La rémunération du salarié porté devra être d’au moins 2.380 euros mensuels pour un temps plein.

C’est un feuilleton de quelque sept ans qui s’est achevé ce mercredi avec la validation en Conseil des ministres d’une ordonnance sur le portage salarial (voir document ci-dessous).

Ce vocable recouvre une forme d’emploi déjà utilisée, selon un chiffrage gouvernemental, par quelque 15.000 salariés qui se trouvent une mission dans une entreprise sous forme de prestation de service mais ne veulent pas perdre les avantages du salariat.

La société de portage emploie le salarié porté, lui verse un salaire et facture ses clients mais c’est lui qui les démarche.

Le dossier a été ouvert en 2008, à la demande du gouvernement, sur cette pratique illégale mais en plein essor.

En 2010, un accord a été conclu par tous les syndicats, sauf FO, avec le patronat du portage salarial pour l’encadrer.

Après quelques mésaventures, en mai 2013, il a été étendu par le ministère du Travail, une procédure qui applique l’accord à l’ensemble des entreprises du secteur.

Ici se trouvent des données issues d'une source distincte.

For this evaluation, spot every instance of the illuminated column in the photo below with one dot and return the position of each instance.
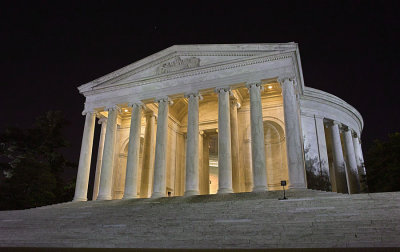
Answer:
(257, 138)
(106, 176)
(192, 147)
(351, 169)
(103, 122)
(160, 162)
(235, 145)
(360, 163)
(294, 146)
(148, 155)
(133, 152)
(224, 142)
(205, 182)
(338, 159)
(82, 179)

Mais il y a un an, le Conseil constitutionnel a retoqué cette extension, estimant qu’il fallait absolument une loi.

C’est donc chose faite désormais puisque l’ordonnance entrera en vigueur dès sa publication au « Journal officiel ».

Une « indemnité d’apport d’affaire »

Comme les partenaires sociaux l’avaient décidé, le portage salarial sera bien réservé de fait aux personnes qui justifient « d’un niveau d’expertise, de qualification et d’autonomie qui [leur] permettent de rechercher [leurs] clients et négocier avec eux [ leur] prestation », en clair, les cadres.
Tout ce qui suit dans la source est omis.